La italiana en Argel, ópera bufa al gusto de las turquerías procedentes del siglo anterior, se estrena en Venecia el 22 de mayo de 1813; en 1815 ya está en Barcelona y en agosto de 1816 en el teatro del Príncipe de Madrid para festejar el matrimonio de Fernando VII con Isabel de Braganza. Vuelve a nuestros escenarios varias veces hasta que en 1856, la Borghi-Vietti y Carlo Galvani lo cantan por vez primera en el Real.
La de ahora mereció el aplauso del público e incluso su sacrificio al encerrase en la Zarzuela a mediados de julio. En el reparto sentimos la ausencia de Teresa Berganza, nuestra gran rossiniana, de la que nos compensó, en parte, el arte de buena ley y la facilidad para las coloraturas de la uruguaya Raquel Pierotti, al lado de ese incomensurable artista que es Ruggero Raimondi, capaz de ennoblecer hasta el humor más elemental de la clara voz de tenor ligero del americano Gregory Kunde y de la potente y bella materia y el arte escénico, a veces un poco exagerado, de Carlos Chausson, sin olvidar a María José Sánchez, Itxaro Mentxaka y López Galindo.
Todo el desarrollo de la representación se benefició del alma alegre que Alberto Zedda impone a la continuidad, aun descuidando la calidad sonora y, por momentos, la exactitud de los conjuntos. La producción, escenarios y trajes de Pier Luigi Pizzi, ideada para Montecarlo hace cuatro años, respondió al mismo espíritu verdaderamente inmerso en la traída y llevada "locura organizada" de Stendhal. Lo más precario fue el movimiento escénico, lastrado por la gestualidad ritmada del conjunto y, en general, un tanto provinciana. La música de La italiana sorprende, especialmente en la orquesta, más moderna y expresiva, más herida de melancolía de lo que era usual en el joven Rossini.

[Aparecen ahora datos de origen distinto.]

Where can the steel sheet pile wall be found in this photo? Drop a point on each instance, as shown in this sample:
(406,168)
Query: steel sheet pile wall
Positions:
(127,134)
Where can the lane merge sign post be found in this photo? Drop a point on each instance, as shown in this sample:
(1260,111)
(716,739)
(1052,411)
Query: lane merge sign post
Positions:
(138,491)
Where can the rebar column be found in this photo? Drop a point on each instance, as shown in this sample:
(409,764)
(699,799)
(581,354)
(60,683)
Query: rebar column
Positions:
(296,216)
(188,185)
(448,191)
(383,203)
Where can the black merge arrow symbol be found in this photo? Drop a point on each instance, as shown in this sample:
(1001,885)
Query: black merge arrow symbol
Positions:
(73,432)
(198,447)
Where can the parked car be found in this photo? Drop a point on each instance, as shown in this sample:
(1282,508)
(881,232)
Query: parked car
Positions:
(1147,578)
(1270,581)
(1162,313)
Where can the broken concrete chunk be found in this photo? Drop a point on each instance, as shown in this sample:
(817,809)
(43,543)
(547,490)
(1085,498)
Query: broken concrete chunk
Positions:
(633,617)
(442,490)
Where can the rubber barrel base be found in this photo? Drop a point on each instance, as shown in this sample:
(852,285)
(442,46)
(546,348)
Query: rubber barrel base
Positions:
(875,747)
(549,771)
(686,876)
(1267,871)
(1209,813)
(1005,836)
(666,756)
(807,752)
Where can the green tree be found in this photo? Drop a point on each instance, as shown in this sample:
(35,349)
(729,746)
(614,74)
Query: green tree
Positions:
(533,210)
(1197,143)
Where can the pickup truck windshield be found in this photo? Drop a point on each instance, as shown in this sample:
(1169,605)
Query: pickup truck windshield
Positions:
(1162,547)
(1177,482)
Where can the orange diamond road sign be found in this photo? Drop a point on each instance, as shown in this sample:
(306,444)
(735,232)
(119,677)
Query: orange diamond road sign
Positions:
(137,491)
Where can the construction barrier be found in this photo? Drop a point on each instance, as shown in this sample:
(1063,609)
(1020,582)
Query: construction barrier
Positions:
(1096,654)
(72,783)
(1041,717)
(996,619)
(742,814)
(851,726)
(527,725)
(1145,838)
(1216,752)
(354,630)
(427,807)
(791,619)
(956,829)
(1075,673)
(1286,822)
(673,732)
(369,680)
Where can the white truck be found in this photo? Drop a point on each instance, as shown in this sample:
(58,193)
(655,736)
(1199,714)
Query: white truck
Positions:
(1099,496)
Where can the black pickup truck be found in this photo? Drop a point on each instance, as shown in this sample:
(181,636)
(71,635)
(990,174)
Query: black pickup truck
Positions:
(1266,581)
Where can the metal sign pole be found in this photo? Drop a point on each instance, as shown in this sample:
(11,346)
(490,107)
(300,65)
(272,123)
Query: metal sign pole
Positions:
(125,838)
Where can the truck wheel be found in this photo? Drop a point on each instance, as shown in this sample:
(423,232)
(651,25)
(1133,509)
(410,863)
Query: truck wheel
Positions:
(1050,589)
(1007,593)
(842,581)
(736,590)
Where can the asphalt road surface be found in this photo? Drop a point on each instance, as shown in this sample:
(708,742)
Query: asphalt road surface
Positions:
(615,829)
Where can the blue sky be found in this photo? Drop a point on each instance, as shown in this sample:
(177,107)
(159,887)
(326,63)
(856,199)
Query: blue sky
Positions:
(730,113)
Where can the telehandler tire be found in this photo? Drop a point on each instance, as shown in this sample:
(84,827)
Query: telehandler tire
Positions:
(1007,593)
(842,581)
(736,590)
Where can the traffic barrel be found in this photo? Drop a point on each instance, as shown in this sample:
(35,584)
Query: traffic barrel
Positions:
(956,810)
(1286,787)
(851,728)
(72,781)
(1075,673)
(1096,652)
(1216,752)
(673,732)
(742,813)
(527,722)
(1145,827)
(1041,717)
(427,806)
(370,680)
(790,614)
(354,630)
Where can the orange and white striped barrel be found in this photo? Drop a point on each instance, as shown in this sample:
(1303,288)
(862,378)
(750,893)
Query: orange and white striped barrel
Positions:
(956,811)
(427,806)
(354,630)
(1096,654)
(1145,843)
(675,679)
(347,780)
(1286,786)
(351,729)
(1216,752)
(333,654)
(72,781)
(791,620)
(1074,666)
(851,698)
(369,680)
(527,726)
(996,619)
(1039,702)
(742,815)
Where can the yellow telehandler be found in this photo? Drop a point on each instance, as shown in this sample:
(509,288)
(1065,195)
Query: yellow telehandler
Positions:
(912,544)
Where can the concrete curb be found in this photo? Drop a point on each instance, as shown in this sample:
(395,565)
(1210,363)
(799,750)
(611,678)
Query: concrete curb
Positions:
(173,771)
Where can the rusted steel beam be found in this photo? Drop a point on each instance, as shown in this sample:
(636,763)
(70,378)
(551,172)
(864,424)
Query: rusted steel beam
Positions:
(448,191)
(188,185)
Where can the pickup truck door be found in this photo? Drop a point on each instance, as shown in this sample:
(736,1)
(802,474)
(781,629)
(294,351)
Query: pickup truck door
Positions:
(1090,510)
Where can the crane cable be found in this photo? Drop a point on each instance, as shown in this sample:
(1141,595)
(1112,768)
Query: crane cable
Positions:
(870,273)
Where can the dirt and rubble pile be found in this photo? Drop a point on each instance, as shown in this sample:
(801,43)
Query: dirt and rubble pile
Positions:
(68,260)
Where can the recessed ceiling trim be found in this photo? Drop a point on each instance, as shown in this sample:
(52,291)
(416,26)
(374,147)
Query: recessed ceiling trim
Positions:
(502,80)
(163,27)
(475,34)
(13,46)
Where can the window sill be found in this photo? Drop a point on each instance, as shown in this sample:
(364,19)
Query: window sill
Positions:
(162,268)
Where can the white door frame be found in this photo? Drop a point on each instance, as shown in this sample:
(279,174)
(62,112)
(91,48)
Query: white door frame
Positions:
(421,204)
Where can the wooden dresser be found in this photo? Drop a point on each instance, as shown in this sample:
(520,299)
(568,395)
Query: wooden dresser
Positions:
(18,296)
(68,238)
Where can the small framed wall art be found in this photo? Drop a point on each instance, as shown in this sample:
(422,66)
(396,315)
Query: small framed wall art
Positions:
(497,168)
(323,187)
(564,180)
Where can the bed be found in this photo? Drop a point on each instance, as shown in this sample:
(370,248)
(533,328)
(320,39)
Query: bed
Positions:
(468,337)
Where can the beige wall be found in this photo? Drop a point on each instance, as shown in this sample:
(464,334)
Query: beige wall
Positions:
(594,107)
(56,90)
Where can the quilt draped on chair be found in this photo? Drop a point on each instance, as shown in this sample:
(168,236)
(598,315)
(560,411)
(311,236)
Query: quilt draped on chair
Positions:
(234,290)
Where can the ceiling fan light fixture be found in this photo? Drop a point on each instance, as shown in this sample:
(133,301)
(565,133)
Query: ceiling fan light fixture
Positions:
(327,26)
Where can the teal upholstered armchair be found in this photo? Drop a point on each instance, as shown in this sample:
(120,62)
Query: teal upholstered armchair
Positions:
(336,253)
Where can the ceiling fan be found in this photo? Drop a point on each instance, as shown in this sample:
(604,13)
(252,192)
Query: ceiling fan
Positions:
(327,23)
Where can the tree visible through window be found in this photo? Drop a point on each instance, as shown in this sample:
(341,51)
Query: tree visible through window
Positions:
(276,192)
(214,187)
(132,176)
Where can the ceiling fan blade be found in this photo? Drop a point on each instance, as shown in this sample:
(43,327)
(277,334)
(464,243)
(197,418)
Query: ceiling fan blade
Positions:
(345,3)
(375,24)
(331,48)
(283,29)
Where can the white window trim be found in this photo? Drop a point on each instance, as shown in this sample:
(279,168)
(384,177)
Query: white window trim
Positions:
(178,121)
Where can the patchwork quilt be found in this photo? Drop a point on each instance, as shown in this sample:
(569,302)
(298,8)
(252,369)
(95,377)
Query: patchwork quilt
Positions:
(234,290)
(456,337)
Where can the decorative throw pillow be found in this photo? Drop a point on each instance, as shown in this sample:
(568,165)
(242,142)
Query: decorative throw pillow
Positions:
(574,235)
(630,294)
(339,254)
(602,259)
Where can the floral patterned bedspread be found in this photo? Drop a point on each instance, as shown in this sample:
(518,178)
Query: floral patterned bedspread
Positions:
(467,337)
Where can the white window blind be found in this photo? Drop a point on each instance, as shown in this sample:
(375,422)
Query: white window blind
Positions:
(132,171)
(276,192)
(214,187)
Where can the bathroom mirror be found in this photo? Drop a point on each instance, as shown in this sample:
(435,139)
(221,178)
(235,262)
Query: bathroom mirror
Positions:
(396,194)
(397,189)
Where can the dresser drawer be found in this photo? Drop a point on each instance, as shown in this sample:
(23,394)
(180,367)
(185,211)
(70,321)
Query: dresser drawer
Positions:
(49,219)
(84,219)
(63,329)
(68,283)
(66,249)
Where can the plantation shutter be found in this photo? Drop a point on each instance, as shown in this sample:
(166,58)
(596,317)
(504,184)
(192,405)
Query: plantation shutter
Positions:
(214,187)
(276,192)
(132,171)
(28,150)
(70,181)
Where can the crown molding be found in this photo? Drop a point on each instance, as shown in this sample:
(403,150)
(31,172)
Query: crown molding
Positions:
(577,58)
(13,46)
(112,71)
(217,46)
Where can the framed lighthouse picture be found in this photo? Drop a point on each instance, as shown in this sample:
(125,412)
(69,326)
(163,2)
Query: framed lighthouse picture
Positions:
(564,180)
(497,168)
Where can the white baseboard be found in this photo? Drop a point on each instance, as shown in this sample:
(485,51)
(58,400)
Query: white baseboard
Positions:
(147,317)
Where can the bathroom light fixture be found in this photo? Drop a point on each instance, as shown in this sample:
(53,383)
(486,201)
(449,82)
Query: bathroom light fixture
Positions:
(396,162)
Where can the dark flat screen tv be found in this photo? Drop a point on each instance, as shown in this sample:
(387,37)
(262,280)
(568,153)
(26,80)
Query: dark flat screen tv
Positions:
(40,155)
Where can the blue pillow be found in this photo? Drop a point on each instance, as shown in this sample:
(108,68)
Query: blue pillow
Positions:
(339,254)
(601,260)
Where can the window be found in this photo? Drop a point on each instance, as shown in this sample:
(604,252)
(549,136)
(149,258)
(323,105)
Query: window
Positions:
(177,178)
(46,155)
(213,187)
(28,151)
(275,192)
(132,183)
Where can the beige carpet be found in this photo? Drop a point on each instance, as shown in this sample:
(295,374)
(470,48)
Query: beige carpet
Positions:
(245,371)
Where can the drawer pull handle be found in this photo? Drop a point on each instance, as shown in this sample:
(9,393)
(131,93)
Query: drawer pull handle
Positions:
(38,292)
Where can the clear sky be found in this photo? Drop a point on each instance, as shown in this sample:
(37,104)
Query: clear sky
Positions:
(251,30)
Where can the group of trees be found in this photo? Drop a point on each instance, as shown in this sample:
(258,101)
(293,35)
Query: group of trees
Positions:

Con todo, la temporada de la Zarzuela se cerró dentro de unos niveles aceptables, aunque pienso que el futuro Teatro Real deberá picar bastante más alto en todos los sentidos. De otra manera, no valdría la pena ni la larga espera ni el creciente gasto.
La existencia de una verdadera ópera, reside en su mismo ser antes que en la casa que habite y esto es lo que deberíamos tener ya suficientemente claro, antes incluso que los planos, las visitas y los nombramientos individuales y colectivos. Mientras tanto, Rossini perdura, condición característica del auténtico genio.